Download The Geography of Genocide PDF Online Free

Author :
Publisher : University Press of America
ISBN 13 : 9780761840978
Total Pages : 268 pages
Book Rating : 4.8/5 (49 download)

DOWNLOAD NOW!


Book Synopsis The Geography of Genocide by : Allan D. Cooper

Download or read book The Geography of Genocide written by Allan D. Cooper and published by University Press of America. This book was released on 2009 with total page 268 pages. Available in PDF, EPUB and Kindle. Book excerpt: The Geography of Genocide offers a unique analysis of over sixty genocides in world history, explaining why genocides only occur in territorial interiors and never originate from cosmopolitan urban centers.
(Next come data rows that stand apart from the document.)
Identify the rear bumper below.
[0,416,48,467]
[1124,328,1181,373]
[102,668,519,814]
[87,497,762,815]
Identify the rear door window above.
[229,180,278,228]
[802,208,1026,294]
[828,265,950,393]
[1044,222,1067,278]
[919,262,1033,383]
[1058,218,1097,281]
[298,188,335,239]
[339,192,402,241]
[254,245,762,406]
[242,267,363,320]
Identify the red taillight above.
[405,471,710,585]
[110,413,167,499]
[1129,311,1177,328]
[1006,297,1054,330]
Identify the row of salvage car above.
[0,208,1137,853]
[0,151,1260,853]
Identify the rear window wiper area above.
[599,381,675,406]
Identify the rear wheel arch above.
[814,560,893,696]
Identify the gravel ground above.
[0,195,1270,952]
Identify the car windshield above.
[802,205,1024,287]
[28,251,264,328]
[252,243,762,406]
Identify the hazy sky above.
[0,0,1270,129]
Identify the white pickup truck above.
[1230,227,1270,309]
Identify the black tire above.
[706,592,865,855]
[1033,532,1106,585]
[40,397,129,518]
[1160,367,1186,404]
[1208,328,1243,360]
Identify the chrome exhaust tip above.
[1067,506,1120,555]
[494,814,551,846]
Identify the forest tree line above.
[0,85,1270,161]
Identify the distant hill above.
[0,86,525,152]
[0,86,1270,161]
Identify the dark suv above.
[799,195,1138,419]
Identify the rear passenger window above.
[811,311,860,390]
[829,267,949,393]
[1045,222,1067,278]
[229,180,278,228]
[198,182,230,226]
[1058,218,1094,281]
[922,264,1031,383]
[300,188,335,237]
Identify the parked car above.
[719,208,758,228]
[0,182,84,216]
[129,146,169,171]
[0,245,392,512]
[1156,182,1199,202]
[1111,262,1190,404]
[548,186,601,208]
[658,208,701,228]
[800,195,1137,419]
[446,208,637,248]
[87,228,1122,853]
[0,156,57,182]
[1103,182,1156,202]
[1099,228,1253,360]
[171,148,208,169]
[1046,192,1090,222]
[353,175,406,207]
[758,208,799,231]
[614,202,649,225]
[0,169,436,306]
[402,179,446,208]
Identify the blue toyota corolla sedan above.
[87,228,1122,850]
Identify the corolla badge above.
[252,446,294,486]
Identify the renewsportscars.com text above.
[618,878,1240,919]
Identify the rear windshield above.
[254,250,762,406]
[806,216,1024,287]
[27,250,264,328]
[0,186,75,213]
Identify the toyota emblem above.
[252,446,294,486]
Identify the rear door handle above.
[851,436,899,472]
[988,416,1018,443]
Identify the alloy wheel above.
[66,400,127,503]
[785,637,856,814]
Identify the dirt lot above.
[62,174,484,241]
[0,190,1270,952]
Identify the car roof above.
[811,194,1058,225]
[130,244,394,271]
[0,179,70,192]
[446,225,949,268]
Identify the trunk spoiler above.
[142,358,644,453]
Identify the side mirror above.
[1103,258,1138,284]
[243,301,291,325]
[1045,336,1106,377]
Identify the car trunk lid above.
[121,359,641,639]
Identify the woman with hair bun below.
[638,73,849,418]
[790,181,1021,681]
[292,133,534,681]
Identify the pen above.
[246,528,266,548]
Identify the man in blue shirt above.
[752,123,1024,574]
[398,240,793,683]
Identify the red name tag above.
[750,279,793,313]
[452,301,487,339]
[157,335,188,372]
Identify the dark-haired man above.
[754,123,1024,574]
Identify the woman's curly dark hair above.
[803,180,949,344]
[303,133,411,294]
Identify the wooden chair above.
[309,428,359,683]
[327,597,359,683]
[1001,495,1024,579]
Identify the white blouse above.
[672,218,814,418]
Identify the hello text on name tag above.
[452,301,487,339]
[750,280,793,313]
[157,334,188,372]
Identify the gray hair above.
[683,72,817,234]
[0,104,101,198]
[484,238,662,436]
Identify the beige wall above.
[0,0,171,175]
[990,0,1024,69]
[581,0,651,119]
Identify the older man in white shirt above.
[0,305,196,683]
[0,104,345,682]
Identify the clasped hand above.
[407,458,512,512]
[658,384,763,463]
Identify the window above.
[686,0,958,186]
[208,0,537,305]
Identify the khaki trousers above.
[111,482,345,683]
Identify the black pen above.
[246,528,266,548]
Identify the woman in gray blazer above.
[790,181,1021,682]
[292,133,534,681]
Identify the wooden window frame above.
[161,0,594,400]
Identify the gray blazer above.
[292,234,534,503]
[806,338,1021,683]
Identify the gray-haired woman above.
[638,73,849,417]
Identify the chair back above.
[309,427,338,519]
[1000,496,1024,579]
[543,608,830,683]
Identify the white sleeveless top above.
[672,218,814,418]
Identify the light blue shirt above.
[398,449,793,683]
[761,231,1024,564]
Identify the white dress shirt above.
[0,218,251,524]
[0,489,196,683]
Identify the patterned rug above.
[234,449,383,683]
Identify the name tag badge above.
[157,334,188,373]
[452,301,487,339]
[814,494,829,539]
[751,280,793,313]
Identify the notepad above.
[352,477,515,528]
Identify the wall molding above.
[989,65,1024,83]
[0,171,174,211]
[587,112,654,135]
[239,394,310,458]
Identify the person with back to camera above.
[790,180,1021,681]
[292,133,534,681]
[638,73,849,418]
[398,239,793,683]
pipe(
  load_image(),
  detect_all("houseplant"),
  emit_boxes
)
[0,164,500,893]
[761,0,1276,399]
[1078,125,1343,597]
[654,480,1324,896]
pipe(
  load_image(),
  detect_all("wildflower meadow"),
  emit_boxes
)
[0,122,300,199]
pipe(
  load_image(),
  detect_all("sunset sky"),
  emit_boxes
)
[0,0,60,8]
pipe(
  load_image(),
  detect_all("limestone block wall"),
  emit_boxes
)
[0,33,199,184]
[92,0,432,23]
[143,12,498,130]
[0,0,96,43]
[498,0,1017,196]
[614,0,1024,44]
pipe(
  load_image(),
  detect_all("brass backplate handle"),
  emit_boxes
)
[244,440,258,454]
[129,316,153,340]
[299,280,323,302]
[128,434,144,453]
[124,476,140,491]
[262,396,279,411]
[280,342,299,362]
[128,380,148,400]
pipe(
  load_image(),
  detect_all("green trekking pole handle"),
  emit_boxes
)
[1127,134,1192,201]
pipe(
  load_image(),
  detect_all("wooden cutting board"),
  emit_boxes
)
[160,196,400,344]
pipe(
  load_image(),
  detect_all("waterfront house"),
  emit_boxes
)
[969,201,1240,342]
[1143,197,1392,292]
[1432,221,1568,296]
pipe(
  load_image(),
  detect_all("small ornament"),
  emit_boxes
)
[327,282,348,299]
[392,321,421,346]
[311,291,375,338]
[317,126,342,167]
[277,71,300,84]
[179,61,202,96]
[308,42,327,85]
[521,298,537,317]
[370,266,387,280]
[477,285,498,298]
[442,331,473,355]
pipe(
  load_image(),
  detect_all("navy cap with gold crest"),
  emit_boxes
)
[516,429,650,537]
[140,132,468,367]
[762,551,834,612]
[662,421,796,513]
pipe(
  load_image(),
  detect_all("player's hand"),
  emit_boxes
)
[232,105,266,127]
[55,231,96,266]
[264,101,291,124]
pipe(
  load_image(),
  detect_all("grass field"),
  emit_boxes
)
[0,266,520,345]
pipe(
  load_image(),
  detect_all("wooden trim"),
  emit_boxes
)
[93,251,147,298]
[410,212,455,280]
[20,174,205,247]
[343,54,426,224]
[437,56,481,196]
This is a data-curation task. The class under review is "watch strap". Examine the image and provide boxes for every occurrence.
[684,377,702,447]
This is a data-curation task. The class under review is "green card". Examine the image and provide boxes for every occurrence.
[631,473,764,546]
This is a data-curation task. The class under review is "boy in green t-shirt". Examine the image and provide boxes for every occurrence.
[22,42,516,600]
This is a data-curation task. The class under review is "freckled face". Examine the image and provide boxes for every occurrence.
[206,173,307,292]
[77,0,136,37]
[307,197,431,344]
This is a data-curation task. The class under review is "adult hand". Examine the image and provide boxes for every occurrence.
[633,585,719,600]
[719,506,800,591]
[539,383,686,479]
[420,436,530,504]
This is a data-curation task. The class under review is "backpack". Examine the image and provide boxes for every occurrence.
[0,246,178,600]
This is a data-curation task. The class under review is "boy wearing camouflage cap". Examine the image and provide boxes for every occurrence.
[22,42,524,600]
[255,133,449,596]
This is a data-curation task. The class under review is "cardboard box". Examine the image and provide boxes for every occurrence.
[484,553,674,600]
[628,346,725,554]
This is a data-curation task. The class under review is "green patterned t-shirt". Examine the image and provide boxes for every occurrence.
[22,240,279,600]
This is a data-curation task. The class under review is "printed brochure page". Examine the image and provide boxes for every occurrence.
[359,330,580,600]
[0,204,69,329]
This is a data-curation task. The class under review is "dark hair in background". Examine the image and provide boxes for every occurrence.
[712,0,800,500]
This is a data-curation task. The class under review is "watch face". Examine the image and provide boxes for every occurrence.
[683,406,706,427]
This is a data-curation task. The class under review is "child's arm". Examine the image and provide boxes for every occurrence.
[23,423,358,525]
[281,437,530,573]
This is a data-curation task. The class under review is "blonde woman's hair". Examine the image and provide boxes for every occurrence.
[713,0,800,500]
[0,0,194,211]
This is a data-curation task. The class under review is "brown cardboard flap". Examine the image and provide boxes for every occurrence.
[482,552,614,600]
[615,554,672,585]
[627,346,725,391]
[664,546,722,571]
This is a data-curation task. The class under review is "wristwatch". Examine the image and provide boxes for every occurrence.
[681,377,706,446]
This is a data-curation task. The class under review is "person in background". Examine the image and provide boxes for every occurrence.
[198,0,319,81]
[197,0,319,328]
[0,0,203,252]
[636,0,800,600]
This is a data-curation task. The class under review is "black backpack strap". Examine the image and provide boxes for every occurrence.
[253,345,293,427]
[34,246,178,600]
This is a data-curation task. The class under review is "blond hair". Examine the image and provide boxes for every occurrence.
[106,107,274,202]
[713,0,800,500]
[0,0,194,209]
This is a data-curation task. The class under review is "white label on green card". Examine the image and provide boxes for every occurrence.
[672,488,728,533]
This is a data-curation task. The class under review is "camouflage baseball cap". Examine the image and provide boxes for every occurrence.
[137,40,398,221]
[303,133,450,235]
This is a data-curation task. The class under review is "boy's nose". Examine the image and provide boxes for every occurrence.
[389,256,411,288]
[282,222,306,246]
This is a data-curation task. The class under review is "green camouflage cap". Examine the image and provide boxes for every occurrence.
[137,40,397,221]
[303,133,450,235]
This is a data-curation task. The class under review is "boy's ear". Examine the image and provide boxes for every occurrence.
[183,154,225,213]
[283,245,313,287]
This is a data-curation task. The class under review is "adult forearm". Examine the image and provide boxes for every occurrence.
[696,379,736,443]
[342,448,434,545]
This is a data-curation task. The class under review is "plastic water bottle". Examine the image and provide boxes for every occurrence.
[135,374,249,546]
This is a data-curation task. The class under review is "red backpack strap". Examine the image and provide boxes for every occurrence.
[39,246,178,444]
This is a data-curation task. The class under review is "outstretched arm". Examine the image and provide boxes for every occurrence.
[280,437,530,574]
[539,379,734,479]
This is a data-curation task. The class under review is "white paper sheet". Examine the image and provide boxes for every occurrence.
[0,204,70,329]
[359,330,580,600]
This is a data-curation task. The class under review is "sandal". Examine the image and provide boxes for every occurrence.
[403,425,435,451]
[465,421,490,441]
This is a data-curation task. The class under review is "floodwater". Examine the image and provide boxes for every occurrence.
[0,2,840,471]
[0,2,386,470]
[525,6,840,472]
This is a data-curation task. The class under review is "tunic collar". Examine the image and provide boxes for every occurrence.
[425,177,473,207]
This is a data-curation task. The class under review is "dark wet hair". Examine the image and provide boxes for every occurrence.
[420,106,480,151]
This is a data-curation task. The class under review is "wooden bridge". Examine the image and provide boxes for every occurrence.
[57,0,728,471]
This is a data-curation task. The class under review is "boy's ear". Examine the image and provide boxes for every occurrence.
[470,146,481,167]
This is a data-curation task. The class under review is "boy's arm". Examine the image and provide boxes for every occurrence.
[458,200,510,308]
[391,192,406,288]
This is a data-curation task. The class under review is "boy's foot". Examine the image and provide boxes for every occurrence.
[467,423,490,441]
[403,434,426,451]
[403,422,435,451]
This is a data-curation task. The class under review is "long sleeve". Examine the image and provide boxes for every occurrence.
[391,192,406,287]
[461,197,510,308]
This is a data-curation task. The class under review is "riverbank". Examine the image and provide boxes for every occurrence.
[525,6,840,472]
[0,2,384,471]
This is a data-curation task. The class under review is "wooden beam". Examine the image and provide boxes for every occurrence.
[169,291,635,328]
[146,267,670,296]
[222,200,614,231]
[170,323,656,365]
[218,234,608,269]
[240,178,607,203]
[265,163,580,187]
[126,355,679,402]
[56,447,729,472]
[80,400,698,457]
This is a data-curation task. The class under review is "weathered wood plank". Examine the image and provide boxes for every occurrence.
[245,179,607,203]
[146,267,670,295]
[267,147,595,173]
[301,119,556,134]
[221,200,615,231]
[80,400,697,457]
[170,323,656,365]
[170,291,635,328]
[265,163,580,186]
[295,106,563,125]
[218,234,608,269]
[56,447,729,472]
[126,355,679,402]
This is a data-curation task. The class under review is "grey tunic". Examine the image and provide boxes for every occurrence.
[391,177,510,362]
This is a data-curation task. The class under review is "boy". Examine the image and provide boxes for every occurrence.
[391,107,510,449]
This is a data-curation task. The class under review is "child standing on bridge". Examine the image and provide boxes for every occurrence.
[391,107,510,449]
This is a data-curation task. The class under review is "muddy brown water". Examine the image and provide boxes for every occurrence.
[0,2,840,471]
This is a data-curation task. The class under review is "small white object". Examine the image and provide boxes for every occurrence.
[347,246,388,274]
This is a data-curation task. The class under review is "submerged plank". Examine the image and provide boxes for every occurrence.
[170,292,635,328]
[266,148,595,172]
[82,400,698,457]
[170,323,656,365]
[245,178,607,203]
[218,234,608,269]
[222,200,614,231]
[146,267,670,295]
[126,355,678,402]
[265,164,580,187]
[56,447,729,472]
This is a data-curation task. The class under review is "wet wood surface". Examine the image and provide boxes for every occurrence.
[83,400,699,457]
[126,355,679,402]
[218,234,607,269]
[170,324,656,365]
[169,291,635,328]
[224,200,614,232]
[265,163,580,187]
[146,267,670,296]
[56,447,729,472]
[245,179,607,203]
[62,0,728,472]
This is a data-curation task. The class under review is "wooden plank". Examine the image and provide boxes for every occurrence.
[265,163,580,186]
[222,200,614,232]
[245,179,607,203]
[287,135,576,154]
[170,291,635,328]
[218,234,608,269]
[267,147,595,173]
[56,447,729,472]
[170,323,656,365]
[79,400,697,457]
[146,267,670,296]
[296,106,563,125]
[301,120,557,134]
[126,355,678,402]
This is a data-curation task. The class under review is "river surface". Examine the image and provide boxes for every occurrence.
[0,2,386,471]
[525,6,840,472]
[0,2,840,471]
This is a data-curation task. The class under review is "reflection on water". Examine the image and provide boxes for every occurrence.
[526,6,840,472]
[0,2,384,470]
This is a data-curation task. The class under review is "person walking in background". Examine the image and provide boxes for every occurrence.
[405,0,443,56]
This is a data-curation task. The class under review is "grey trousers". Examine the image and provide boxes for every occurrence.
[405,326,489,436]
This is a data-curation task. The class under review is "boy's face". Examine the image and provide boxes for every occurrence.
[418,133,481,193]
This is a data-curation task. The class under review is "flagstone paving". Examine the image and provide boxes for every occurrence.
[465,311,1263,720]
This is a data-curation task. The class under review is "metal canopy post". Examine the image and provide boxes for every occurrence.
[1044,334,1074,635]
This study explores why genocides tend to result from emasculating political defeats experienced by perpetrator groups and examines whether such extreme political violence is the product of a masculine identity crisis. Author Allan D. Cooper notes that genocides are most often organized and implemented by individuals who have experienced traumatic childhood events involving the abandonment or abuse by their father. Although genocides target religious groups, nations, races or ethnic groups, these identity structures are rarely at the heart of the war crimes that ensue. Cooper integrates research derived from the study of serial killing and rape to show certain commonalities with the phenomenon of genocide. The Geography of Genocide presents various strategies for responding to genocide and introduces Cooper's groundbreaking alternatives for ultimately inhibiting the occurrence of genocide.